Various methods of limiting livestock access to waterbodies have been used and empirically tested. Miner et al. (1992), Bagshaw et al. (2008) and Rawluk et al. (2014) studied the use of alternative water sources to encourage cattle congregation away from streams and riparian areas. Legrand et al. (2011) examined the use of “cow showers” as a means of attracting cattle away from shaded riparian areas in the arid Californian climate. The impacts of varying grazing practices have been tested by Raymond and Vondracek (2011), where the benefits of reduced grazing intensity on stream ecosystems via rotational grazing methods were demonstrated. More commonly, however, has been the complete exclusion of cattle from watercourses via fencing (Li et al., 1994; Bewsell et al., 2007; Collins et al., 2010).

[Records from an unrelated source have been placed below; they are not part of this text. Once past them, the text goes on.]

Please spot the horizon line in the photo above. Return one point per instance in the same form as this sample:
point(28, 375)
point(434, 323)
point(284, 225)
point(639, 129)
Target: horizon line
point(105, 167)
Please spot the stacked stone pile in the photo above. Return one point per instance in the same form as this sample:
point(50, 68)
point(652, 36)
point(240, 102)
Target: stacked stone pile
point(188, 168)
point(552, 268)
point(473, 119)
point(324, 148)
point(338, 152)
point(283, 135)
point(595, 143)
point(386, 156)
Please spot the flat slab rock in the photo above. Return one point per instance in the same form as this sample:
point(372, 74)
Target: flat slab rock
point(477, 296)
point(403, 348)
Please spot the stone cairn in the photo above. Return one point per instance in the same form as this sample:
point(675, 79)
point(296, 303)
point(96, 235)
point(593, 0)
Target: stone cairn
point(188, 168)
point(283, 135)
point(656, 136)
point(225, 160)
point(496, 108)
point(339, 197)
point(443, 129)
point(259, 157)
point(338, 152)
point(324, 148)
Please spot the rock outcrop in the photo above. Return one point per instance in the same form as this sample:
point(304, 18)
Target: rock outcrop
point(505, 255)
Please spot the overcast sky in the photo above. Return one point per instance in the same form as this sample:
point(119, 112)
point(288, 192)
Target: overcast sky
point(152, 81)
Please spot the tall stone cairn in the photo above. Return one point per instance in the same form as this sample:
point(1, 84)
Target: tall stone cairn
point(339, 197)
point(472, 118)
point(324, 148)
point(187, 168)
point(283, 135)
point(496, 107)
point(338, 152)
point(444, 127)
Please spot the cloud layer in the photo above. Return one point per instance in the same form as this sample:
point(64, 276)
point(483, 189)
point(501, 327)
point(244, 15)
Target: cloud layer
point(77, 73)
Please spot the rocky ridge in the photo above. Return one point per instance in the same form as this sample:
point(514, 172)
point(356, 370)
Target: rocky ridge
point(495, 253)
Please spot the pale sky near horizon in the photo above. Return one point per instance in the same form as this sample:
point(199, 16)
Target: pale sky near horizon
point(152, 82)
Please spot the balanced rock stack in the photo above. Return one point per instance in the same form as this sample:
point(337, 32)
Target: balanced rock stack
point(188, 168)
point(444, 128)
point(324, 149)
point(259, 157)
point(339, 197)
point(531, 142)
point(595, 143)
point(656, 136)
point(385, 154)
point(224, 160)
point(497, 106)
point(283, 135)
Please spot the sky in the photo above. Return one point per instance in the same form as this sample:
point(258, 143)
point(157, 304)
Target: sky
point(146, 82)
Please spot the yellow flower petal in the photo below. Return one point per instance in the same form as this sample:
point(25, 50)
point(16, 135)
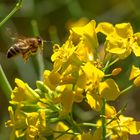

Various studies have cited how restriction of cattle access to streams has positively affected factors such as instream and riparian habitat (Weigel et al., 2000); stream hydromorphology (Agouridis et al., 2005), reduced sediment loads (Collins et al., 2010) and physico-chemical conditions (Batchelor et al., 2015; Line, 2003). Fewer studies have examined the response of stream biota to restricted cattle access and most of these studies are from North America (e.g. Raymond and Vondracek, 2011 (macroinvertebrates), Derlet et al., 2017 (microbial)). The efficacy of cattle exclusion as a means of improving stream water ecological quality has not been widely assessed in the context of the temperate northwest of Europe where pastoral farming predominates.
This study aimed to assess the environmental benefits of cattle exclusion via fencing in the short-term (one-year post-fencing), by examining changes in levels of deposited sediment, habitat condition and macroinvertebrate communities in streams in Ireland. Additionally, a case study on the longer-term responses to fencing (9 years) is also presented. Here, 2008 macroinvertebrate data from two sub-catchments (one which was entirely fenced as a part of a group water scheme in the following year), are compared to data collected nine years following exclusion. The results will help inform further development of programmes of measures to improve water quality in agricultural catchments.